Heat 2 tbsp of oil in a wide pan over medium heat. Carefully place the chilies in the pan and shallow-fry for 3-4 minutes, turning occasionally, until they develop light blisters on the skin.
Remove the fried chilies from the pan and set them aside.
2
Roast the Masala Ingredients
In the same pan (no need to add more oil), dry roast the peanuts on low heat until aromatic and lightly browned. Transfer to a plate.
Next, add the sesame seeds and roast for 1-2 minutes until they start to pop. Add them to the plate with the peanuts.
Add the desiccated coconut and roast for about 1 minute until it turns light golden brown. Transfer to the plate.
Finally, roast the coriander and cumin seeds together for 30-40 seconds until fragrant. Add them to the plate and let all roasted ingredients cool completely.
3
Sauté Onions and Grind the Paste
In the same pan, add 1 tbsp of oil. Sauté the sliced onions over medium heat for 5-7 minutes until they turn soft and golden brown.
Let the onions cool slightly. Transfer the cooled roasted ingredients and the sautéed onions to a grinder jar.
Grind to a smooth, thick paste, adding a few tablespoons of water as needed to facilitate grinding.
4
Cook the Curry Base
Heat the remaining 2 tbsp of oil in the pan over medium heat.

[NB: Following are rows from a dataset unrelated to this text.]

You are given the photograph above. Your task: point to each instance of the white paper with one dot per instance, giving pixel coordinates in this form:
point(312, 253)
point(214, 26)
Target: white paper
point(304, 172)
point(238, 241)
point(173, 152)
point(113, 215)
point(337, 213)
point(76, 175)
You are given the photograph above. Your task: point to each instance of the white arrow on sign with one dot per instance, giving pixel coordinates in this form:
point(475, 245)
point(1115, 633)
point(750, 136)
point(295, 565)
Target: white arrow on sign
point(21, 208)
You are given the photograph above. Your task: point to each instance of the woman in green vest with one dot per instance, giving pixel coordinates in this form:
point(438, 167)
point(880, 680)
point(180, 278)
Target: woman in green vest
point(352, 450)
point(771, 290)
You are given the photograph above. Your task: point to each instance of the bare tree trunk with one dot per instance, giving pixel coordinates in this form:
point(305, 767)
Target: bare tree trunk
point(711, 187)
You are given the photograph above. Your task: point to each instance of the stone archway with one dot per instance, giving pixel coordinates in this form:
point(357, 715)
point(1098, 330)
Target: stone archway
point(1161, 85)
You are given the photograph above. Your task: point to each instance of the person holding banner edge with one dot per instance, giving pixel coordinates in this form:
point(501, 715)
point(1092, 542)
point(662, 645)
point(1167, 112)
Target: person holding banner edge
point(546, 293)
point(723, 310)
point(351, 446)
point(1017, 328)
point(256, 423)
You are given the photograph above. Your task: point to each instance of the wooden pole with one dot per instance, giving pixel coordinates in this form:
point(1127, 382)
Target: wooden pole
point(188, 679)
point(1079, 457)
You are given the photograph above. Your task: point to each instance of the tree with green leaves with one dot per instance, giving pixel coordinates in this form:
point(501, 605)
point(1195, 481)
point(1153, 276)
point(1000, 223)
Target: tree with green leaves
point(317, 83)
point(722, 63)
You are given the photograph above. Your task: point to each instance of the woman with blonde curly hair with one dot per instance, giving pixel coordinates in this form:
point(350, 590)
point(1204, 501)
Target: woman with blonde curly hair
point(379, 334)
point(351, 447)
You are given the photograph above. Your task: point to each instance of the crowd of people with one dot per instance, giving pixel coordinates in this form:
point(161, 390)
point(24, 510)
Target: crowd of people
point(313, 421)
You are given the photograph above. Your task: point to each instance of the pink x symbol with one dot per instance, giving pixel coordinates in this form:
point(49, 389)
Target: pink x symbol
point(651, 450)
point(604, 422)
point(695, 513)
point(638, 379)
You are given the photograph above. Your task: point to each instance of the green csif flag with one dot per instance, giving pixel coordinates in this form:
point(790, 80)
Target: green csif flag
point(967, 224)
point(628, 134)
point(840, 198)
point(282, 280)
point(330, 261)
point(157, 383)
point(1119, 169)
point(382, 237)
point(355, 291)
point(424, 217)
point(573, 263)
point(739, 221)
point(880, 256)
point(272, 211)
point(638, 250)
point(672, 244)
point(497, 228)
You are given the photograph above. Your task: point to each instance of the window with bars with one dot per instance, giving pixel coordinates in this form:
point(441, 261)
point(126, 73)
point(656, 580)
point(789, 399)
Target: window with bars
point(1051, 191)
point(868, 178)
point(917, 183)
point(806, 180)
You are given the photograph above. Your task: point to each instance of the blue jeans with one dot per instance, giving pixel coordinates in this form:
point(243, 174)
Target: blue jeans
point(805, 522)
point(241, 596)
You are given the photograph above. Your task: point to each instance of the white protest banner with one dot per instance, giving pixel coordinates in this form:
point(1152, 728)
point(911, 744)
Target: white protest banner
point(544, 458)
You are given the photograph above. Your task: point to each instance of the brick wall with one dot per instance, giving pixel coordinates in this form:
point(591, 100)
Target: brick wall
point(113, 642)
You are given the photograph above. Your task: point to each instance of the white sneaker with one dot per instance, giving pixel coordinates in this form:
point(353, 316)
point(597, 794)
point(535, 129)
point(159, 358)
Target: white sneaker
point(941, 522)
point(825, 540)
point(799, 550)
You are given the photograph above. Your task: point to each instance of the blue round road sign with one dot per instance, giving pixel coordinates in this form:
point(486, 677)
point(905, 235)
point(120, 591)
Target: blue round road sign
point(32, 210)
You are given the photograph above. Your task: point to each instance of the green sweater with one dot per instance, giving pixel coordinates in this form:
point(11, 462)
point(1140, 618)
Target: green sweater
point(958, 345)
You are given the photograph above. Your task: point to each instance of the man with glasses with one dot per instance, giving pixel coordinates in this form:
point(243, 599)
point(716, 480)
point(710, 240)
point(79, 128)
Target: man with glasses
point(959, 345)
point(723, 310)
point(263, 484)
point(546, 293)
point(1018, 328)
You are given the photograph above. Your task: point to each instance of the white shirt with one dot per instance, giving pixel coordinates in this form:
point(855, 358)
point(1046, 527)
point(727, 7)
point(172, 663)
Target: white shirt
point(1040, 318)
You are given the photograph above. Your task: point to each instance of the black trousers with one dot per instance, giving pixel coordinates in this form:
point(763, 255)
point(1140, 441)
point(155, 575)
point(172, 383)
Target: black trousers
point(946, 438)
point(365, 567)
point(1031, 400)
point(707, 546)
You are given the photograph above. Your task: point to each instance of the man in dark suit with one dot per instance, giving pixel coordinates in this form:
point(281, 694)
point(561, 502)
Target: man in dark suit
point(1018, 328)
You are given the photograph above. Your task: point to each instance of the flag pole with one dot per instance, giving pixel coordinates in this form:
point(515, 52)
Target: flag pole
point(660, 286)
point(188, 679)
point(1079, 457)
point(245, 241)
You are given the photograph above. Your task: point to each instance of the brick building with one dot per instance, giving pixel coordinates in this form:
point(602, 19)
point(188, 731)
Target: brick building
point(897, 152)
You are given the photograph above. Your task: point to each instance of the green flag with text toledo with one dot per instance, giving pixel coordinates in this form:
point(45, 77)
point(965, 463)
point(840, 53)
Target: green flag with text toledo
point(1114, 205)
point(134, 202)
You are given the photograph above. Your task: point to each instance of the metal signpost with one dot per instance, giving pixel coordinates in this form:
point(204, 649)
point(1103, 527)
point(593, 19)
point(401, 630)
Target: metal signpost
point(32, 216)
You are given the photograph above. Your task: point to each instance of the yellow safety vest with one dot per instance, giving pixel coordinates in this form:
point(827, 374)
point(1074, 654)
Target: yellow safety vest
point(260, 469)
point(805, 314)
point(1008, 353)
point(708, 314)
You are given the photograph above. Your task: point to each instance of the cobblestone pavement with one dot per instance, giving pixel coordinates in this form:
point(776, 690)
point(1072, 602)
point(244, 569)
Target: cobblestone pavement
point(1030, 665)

Add the mustard seeds and let them splutter. Then add the fenugreek seeds, nigella seeds, and curry leaves. Sauté for 30 seconds.
Add the ginger-garlic paste and cook for 1 minute until the raw aroma disappears.
Add the ground masala paste. Sauté on low-medium heat, stirring frequently, for 8-10 minutes. The paste will thicken, darken, and oil will start to separate from the sides.
Stir in the turmeric powder and Kashmiri red chili powder. Cook for another minute.
5
Simmer the Salan
Add the tamarind paste, grated jaggery, and salt. Mix well to combine.
Slowly pour in 2 cups of warm water, stirring continuously to create a smooth, lump-free gravy.
Bring the gravy to a gentle boil. Carefully place the fried green chilies into the gravy.
Reduce the heat to low, cover the pan, and let it simmer for 10-15 minutes. The gravy will thicken, and you'll see a layer of oil floating on top, which indicates it's cooked perfectly.
6
Garnish and Serve
Turn off the heat. Garnish with freshly chopped coriander leaves.
Let the salan rest for at least 10 minutes before serving. Serve hot with Hyderabadi biryani, pulao, or plain steamed rice.